Cronaca

Riscaldamento spento
all’Arces di Viadana:
“Il comune risponda”

Nella foto, Giuseppe Guarino

VIADANA – L’Arces di Viadana, operante nella sede ex scuola materna in Cogozzo, “esprime disappunto e rammarico per la disattivazione del riscaldamento nella propria sede, particolarmente in fase di piena attività già programmata, lasciando  dodici bambini che frequentono il doposcuola completamente al freddo”. Il presidente dell’associazione, Giuseppe Guarino, ha diffuso un comunicato per dimostrare tutto il suo disappunto sulla vicenda.

“Purtroppo – si legge nella nota – si constata che a Viadana tante cose vengono prese ed affrontate dal verso sbagliato. Noi vorremmo che l’amministrazione comunale affrontasse le problematiche socio – culturali offrendo supporto e favorendo le attività di volontariato se davvero le ritenesse utili alla comunità.
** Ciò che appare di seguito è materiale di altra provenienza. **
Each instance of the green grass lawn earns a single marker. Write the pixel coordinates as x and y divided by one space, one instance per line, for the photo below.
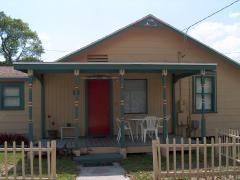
66 167
138 166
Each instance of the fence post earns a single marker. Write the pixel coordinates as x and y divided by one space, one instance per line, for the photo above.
53 159
155 159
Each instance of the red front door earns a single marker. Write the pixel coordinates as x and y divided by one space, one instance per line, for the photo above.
98 107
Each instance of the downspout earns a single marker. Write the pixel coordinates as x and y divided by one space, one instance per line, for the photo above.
43 129
165 120
30 120
122 139
174 120
203 121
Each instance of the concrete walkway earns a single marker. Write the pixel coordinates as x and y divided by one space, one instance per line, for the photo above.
110 172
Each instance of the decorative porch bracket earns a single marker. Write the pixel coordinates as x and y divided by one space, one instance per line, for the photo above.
165 122
122 139
76 107
30 123
203 121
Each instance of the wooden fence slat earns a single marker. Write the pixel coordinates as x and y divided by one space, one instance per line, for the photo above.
205 153
9 169
53 159
5 160
174 157
167 154
182 155
31 159
190 156
48 160
40 159
212 157
155 163
197 154
14 160
23 160
159 157
225 146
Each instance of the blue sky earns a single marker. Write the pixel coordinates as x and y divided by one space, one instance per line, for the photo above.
67 25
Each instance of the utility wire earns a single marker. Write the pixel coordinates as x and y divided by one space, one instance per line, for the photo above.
210 15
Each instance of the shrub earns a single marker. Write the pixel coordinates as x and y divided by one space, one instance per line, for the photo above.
10 138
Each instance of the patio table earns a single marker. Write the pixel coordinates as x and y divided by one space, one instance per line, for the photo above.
138 121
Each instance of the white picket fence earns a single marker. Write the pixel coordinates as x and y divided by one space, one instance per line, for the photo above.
229 136
195 159
21 162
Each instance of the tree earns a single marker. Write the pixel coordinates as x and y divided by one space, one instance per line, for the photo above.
18 42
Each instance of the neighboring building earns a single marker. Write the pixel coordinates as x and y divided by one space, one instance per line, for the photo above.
147 67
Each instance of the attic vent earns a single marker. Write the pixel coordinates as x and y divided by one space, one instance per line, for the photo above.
97 57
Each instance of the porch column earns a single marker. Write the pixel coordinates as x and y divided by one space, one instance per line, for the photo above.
76 107
203 121
122 140
165 123
30 123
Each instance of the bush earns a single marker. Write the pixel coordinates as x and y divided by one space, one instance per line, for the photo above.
10 138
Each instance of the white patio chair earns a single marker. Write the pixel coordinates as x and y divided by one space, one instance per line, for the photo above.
127 127
150 125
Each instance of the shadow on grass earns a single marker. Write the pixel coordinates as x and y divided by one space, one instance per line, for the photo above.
138 166
66 167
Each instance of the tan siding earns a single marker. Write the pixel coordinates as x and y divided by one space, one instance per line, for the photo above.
161 45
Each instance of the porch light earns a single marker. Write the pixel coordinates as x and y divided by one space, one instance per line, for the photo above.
122 72
203 72
76 72
164 72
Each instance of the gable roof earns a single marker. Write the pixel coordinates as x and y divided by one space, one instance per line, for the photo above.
154 22
8 72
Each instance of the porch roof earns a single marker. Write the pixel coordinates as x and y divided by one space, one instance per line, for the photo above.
178 68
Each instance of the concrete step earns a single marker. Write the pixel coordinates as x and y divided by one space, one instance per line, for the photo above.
98 158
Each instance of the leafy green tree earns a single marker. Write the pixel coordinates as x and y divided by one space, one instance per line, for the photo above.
18 42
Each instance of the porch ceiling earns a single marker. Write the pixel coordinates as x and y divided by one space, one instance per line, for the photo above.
177 68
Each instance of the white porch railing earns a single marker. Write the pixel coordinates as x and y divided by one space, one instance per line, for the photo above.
26 162
194 159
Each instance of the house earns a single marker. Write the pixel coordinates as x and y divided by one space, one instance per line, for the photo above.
145 68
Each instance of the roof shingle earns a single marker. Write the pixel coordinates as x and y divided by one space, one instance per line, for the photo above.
10 72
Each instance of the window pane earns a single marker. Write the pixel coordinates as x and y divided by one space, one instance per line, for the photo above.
11 91
208 102
11 102
208 85
198 102
135 96
198 85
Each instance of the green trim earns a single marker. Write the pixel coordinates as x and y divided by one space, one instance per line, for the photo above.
21 95
165 122
159 23
114 67
213 95
122 139
174 116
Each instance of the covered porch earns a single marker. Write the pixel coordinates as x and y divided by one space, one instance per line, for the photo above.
166 73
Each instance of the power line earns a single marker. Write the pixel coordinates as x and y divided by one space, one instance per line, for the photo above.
210 15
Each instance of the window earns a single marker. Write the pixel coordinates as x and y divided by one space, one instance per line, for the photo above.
12 96
209 94
135 96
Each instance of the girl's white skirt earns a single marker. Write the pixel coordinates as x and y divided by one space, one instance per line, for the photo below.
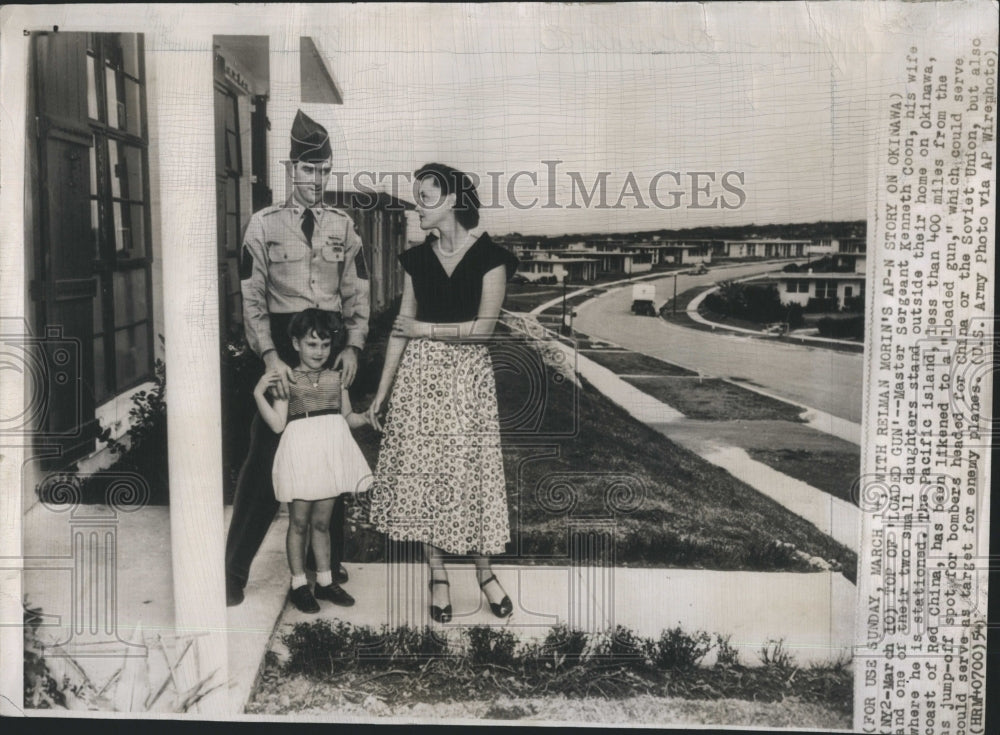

Pur comprendendo le difficoltà del comune costretto ad una pesante spending review, non possiamo condividere il modo di chiudere i riscaldamenti dei nostri locali senza alcun preavviso, senza aver cercato prima insieme una soluzione di una situazione ingarbugliata di un locale che ha i riscaldamenti centralizzati. Per riscaldare la nostra associazione, che occupa 80 mq, è necessario dissipare calore in una struttura di cinquecento mq”.

“Sono stati lasciati ormai da tanti giorni 12 bambini al freddo, senza che ci venga spiegato, dopo le ripetute richieste scritte e telefoniche, di come si intende andare avanti. E’ utile alla società la nostra attività di dopo scuola? E’ utile la nostra attività che ha cercato di impegnare circa venti ragazzi in una squadra di calcio, cercando di toglierli dalla  strada? E’ utile la nostra attività di distribuzione dei pacchetti alimentari alle famiglie indigenti? Non erano utili le nostre iniziative di curare concretamente i gemellaggi, affinché non rimanessero solo sulla carta? Abbiamo assistito negli ultimi giorni ai comportamenti sempre più aggressivi di ragazzi  ‘parcheggiati’ in luoghi che si prestano alla diseducazione. Assistiamo giornalmente al disagio sociale e alla rabbia crescente. Se le nostre attività non si ritengono di utilità e se non ci saranno più le condizioni che ci permettono di andare avanti, possiamo anche chiudere, dopo di che ognuno se ne assumerà le proprie responsabilità. Oppure se si ritengomo utili si trovi al più presto insieme una soluzione che riduca i costi del comune ed ottimizzi la logistica per le associazioni”.